Sunday, August 23, 2015

Rational expectations and information theory

KL Divergence using Gaussian distributions from Wikipedia.

Noah Smith once again deleted my comment on his blog, so I'll just have to preserve it (well, the gist of it) here.

He discussed an argument against rational expectations he'd never considered before. Since counterfactual universes are never realized, one can never explore the entire state space to learn the fundamental probability distribution from which macro observable are drawn. Let's call this probability distribution A. The best we can get is some approximation B.

Rational expectations is the assumption A ≈ B.

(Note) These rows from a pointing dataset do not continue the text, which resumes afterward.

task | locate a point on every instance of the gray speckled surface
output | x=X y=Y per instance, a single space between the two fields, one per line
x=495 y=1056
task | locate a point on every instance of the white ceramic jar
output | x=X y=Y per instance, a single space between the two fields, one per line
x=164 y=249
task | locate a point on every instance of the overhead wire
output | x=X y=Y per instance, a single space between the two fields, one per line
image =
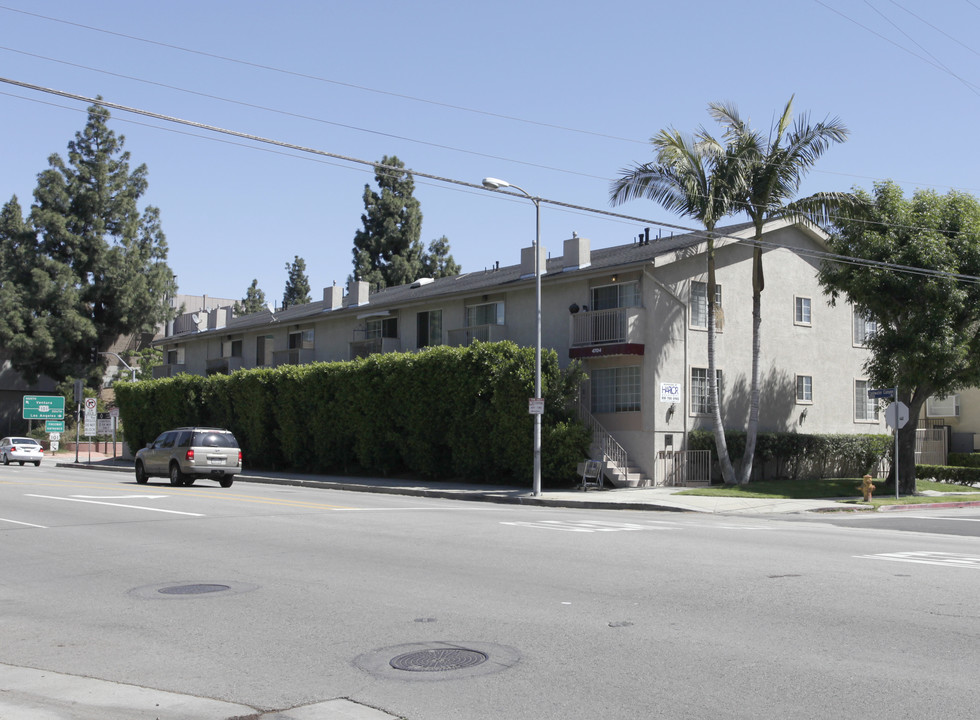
x=698 y=233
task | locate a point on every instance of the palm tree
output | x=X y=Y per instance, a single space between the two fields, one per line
x=776 y=166
x=700 y=178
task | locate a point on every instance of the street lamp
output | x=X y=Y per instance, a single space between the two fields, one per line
x=496 y=184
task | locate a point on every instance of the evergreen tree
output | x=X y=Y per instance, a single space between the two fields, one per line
x=253 y=302
x=297 y=290
x=438 y=262
x=93 y=267
x=388 y=250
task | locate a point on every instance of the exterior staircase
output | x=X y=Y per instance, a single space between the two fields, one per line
x=616 y=468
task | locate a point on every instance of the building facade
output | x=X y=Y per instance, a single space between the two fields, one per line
x=634 y=315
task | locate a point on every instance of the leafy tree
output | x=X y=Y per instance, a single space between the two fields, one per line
x=253 y=302
x=297 y=290
x=926 y=305
x=387 y=250
x=93 y=266
x=697 y=177
x=777 y=162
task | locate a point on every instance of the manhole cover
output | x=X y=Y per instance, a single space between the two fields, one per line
x=197 y=589
x=438 y=660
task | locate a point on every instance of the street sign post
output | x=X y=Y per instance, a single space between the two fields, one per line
x=44 y=407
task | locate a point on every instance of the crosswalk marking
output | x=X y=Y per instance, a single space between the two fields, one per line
x=929 y=558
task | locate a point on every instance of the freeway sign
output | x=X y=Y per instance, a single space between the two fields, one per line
x=44 y=407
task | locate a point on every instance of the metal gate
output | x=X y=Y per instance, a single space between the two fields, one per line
x=680 y=468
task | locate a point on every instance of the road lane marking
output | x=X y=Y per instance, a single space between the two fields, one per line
x=120 y=497
x=583 y=526
x=17 y=522
x=132 y=507
x=929 y=558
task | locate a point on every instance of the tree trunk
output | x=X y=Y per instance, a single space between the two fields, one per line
x=725 y=462
x=752 y=431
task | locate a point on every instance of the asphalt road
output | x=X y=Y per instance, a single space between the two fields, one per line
x=273 y=597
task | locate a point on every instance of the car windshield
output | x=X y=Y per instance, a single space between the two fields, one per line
x=213 y=439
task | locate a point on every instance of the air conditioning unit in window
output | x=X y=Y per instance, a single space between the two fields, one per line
x=948 y=406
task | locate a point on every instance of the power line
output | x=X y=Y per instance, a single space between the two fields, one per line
x=318 y=78
x=697 y=233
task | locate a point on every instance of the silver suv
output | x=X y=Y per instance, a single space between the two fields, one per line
x=185 y=454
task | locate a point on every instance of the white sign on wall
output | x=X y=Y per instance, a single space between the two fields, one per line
x=670 y=392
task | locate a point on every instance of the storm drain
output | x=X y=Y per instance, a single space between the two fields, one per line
x=438 y=660
x=196 y=589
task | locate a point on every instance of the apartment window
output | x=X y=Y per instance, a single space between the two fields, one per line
x=381 y=327
x=485 y=314
x=429 y=328
x=263 y=350
x=865 y=408
x=608 y=297
x=802 y=311
x=700 y=395
x=865 y=328
x=804 y=388
x=301 y=339
x=699 y=303
x=616 y=389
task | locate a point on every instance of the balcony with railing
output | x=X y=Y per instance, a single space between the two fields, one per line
x=293 y=356
x=362 y=346
x=225 y=366
x=162 y=371
x=617 y=331
x=462 y=337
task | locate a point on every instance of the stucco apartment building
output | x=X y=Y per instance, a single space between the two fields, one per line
x=635 y=316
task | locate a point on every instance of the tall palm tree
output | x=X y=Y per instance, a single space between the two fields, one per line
x=703 y=179
x=776 y=165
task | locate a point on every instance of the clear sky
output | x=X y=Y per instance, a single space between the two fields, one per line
x=556 y=97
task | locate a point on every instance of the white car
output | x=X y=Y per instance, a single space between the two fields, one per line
x=21 y=450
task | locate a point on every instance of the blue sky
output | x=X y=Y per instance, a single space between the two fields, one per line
x=556 y=97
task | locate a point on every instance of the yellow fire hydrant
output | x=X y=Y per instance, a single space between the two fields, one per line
x=867 y=487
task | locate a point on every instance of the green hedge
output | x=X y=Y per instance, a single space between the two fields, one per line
x=964 y=460
x=796 y=455
x=442 y=412
x=949 y=473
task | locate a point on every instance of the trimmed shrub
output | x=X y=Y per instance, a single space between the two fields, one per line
x=443 y=412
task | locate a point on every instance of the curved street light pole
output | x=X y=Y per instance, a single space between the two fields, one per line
x=496 y=184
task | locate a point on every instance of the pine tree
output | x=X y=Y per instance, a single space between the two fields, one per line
x=388 y=250
x=297 y=290
x=253 y=302
x=94 y=266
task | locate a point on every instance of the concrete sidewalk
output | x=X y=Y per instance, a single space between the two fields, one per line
x=663 y=499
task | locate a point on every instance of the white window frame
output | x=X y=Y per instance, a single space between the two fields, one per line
x=865 y=408
x=804 y=389
x=470 y=312
x=620 y=389
x=699 y=303
x=701 y=389
x=803 y=311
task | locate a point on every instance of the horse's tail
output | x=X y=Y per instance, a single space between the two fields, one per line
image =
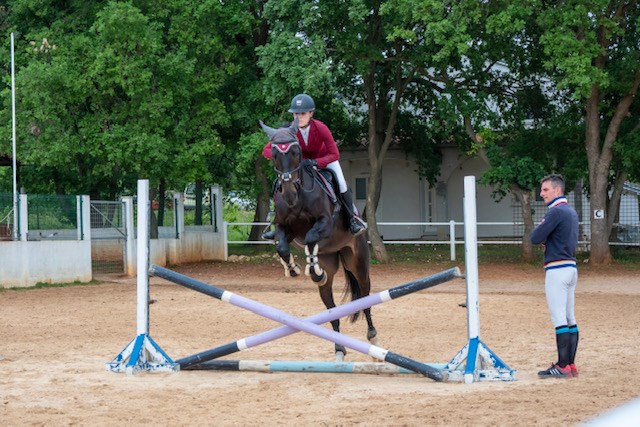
x=353 y=286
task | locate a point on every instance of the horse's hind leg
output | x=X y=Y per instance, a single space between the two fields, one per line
x=326 y=294
x=357 y=274
x=291 y=268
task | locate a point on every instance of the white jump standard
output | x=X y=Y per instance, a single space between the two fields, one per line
x=144 y=354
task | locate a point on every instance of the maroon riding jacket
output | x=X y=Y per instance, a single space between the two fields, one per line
x=321 y=146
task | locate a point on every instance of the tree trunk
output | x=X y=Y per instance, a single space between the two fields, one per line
x=198 y=200
x=599 y=156
x=161 y=200
x=524 y=197
x=263 y=202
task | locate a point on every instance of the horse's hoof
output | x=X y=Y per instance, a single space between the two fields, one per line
x=319 y=280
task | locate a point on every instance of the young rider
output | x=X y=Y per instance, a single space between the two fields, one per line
x=321 y=149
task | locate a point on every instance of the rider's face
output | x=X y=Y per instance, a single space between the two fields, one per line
x=303 y=118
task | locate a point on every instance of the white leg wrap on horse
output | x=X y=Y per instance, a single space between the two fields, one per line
x=290 y=266
x=286 y=268
x=312 y=261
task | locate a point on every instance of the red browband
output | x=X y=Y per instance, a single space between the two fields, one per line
x=284 y=146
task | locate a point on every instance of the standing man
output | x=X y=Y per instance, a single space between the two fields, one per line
x=319 y=147
x=558 y=233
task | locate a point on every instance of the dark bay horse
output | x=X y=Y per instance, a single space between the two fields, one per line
x=307 y=216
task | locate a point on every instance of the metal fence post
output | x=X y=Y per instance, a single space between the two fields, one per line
x=23 y=217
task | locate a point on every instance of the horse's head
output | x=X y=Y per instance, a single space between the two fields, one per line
x=287 y=159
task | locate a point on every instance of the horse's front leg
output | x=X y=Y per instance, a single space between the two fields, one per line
x=320 y=230
x=291 y=268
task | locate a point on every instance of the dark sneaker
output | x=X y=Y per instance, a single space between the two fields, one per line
x=357 y=226
x=574 y=370
x=556 y=371
x=269 y=235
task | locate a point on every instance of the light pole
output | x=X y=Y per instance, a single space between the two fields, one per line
x=13 y=130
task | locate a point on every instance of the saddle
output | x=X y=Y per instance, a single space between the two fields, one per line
x=327 y=181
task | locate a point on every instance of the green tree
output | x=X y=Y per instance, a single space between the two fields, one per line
x=593 y=48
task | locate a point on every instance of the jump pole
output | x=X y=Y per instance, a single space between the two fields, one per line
x=302 y=325
x=142 y=353
x=282 y=331
x=481 y=362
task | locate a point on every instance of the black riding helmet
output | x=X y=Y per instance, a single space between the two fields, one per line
x=302 y=103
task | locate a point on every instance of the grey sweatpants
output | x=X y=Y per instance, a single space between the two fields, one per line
x=560 y=286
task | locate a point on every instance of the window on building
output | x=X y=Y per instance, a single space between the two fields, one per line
x=361 y=188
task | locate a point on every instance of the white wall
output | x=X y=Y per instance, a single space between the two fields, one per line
x=60 y=261
x=406 y=198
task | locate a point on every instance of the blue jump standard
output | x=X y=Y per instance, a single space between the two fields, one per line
x=310 y=325
x=305 y=366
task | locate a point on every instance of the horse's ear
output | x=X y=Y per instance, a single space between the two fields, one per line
x=269 y=131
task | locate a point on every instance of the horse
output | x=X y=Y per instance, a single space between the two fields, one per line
x=310 y=216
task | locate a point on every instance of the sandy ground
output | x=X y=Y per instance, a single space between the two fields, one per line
x=54 y=344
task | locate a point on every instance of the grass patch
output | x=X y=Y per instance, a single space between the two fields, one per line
x=44 y=285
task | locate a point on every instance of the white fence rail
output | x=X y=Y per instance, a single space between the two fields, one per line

If this sounds familiar, it's exactly the way one would approach this with the information equilibrium model as I discussed several months ago.

In that post, I showed that the KL divergence measures information loss in the macroeconomy based on the difference between the distributions A and B.

D(A||B) = ΔI

That was the content of my comment on Noah's post. I go a bit further at the link and say that this information loss is measured by the difference between the price level and how much NGDP changes when the monetary base changes

ΔI ~ P - dN/dM = dN*/dM - dN/dM 

Which to me seems intuitive: it compares how much the economy should grow from an expansion of the money supply (ideally) to how much it actually does grow.

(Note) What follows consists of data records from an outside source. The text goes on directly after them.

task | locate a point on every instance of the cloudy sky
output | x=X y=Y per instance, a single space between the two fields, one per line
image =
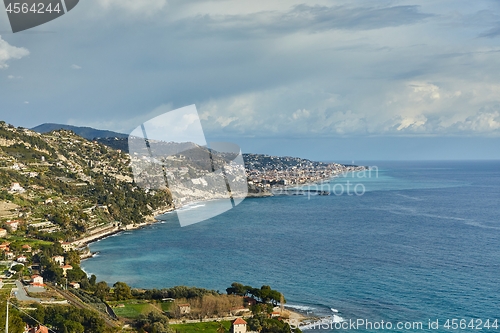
x=319 y=79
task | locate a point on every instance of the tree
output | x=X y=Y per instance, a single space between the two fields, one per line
x=101 y=290
x=221 y=328
x=92 y=280
x=122 y=291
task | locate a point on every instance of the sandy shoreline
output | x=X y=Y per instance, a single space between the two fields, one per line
x=115 y=229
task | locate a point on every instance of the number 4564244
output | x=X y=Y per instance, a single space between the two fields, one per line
x=36 y=8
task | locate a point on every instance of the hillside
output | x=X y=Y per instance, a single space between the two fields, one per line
x=60 y=186
x=88 y=133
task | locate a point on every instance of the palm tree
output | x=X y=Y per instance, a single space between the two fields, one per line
x=221 y=328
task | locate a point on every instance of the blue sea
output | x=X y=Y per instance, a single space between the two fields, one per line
x=416 y=242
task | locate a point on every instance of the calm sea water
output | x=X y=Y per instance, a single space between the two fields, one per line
x=422 y=242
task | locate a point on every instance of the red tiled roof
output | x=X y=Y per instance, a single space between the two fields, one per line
x=239 y=321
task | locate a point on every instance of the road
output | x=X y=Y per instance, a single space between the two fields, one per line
x=21 y=294
x=75 y=301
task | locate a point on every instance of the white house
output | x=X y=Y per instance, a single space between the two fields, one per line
x=239 y=326
x=58 y=260
x=17 y=188
x=37 y=281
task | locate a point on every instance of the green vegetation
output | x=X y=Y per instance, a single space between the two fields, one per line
x=203 y=327
x=132 y=309
x=265 y=294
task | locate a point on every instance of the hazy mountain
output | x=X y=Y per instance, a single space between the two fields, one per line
x=88 y=133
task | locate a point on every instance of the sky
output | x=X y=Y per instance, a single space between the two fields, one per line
x=327 y=80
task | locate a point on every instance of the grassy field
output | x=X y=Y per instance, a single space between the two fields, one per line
x=29 y=241
x=166 y=306
x=133 y=308
x=205 y=327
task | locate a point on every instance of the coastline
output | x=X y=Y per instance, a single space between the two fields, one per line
x=151 y=219
x=116 y=229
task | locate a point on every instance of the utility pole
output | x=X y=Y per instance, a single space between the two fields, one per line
x=7 y=318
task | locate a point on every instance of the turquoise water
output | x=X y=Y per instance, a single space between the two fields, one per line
x=421 y=243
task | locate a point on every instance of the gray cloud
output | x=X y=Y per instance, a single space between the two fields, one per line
x=303 y=18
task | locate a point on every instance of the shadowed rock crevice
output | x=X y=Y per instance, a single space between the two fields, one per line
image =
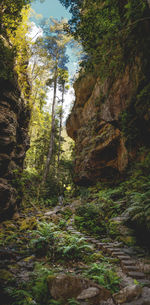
x=14 y=141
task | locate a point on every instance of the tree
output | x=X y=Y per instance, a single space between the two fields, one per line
x=63 y=87
x=55 y=42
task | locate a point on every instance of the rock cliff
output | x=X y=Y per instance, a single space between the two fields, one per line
x=14 y=119
x=109 y=123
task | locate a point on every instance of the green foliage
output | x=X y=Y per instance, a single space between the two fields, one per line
x=73 y=302
x=75 y=248
x=90 y=217
x=104 y=275
x=35 y=291
x=44 y=239
x=108 y=31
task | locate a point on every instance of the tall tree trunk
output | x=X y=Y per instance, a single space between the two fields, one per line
x=52 y=137
x=60 y=126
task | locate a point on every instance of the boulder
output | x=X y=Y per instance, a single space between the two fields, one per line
x=67 y=286
x=128 y=294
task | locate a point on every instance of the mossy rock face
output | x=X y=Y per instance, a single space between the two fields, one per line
x=65 y=287
x=6 y=276
x=28 y=224
x=128 y=240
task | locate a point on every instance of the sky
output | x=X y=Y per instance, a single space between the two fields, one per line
x=53 y=8
x=50 y=8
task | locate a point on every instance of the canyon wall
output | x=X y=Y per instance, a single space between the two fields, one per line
x=14 y=141
x=109 y=123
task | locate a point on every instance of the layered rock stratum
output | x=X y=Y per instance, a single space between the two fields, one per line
x=14 y=141
x=105 y=117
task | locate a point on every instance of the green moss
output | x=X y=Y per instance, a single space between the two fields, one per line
x=6 y=275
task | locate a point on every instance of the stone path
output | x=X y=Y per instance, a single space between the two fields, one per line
x=129 y=267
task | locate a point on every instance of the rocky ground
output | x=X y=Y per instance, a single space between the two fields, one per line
x=31 y=274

Just the aggregate ΔI is measured, however. Two different distributions BB' and B'' can have the same KL divergence so this doesn't give us a way to estimate A better.

Now rational expectations are clearly wrong at some given level of accuracy, but then so are Newton's laws. The question of whether you can apply rational expectations depends on the size of ΔI. Since ΔI is roughly proportional to nominal shocks (the difference between where the economy is and where it should be based on growth of M alone [1]) and these nominal shocks are basically the size of the business cycle, it means rational expectations are not a useful approximation to make when analyzing the business cycle.

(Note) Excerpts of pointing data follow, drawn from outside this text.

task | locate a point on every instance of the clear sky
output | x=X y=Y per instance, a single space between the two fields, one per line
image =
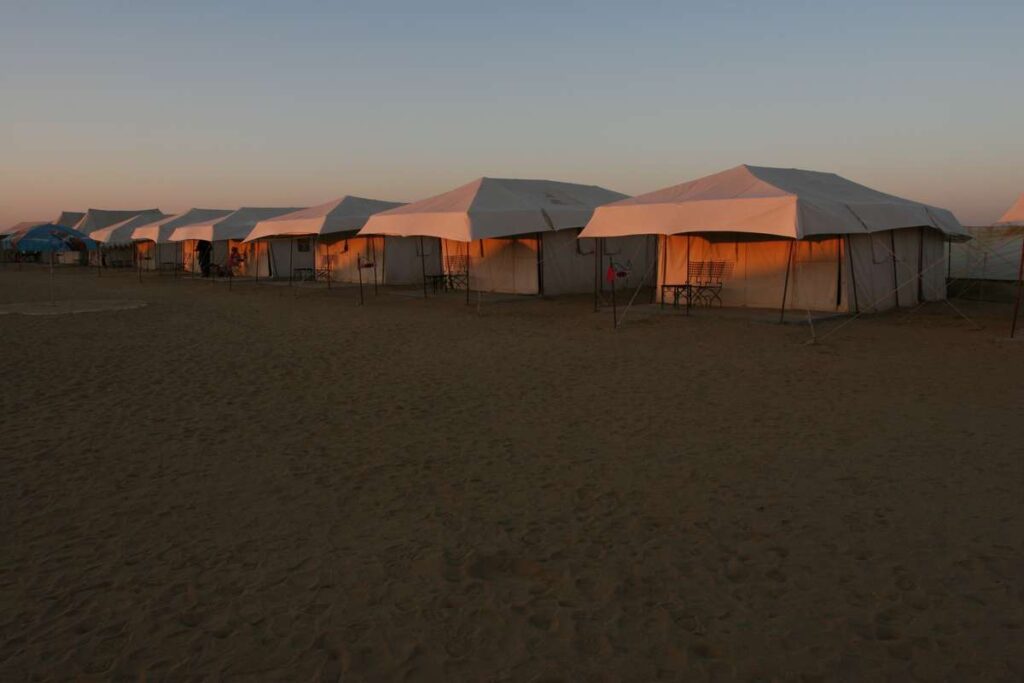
x=135 y=103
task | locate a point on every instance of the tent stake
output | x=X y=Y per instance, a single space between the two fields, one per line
x=785 y=285
x=1020 y=286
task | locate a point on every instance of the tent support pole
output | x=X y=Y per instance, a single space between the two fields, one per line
x=373 y=255
x=892 y=245
x=785 y=284
x=921 y=266
x=423 y=267
x=665 y=266
x=468 y=248
x=853 y=275
x=839 y=272
x=689 y=294
x=614 y=307
x=358 y=273
x=291 y=268
x=1017 y=300
x=540 y=264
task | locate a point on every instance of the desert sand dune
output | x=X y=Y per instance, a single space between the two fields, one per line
x=273 y=483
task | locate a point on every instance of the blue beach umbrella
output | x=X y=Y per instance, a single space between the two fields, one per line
x=48 y=239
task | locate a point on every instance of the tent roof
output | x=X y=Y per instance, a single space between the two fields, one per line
x=123 y=232
x=787 y=203
x=345 y=214
x=97 y=218
x=495 y=208
x=1015 y=214
x=161 y=230
x=23 y=226
x=70 y=218
x=235 y=225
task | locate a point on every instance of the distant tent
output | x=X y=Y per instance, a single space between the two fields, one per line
x=1013 y=220
x=220 y=232
x=70 y=218
x=120 y=235
x=337 y=249
x=790 y=238
x=516 y=237
x=155 y=239
x=95 y=219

As far as I know, this is the first macroeconomic estimate of the limits of the rational expectations assumption that doesn't compare it to a different model of expectations (e.g. bounded rationality, adaptive expectations). (There are lots of estimates for micro.)

[1] In case anyone was curious, this also illustrates the apparent inconsistency between e.g. this post where nominal shocks are negative and e.g. this post where they are positive. It depends on whether you apply them before including the effect of inflation or after. Specifically

0 = dN*/dM - (dN/dM + σ) = (dN*/dM - σ) - dN/dM


  1. "Two different distributions B, B' and B'' can have the same KL divergence so this doesn't give us a way to estimate A better."

    Looks like three.


    1. And here I was worried that using B' and B'' would have been confusing (what about B?)

      "1. Typos in posts don't reveal themselves until you've published. If you schedule a post to publish in the future, the typos will be revealed then. This is an absolute, inviolable rule of blogging. This may be some sort of subtle lesson from the universe about our hubris in the face of fundamental impermanence."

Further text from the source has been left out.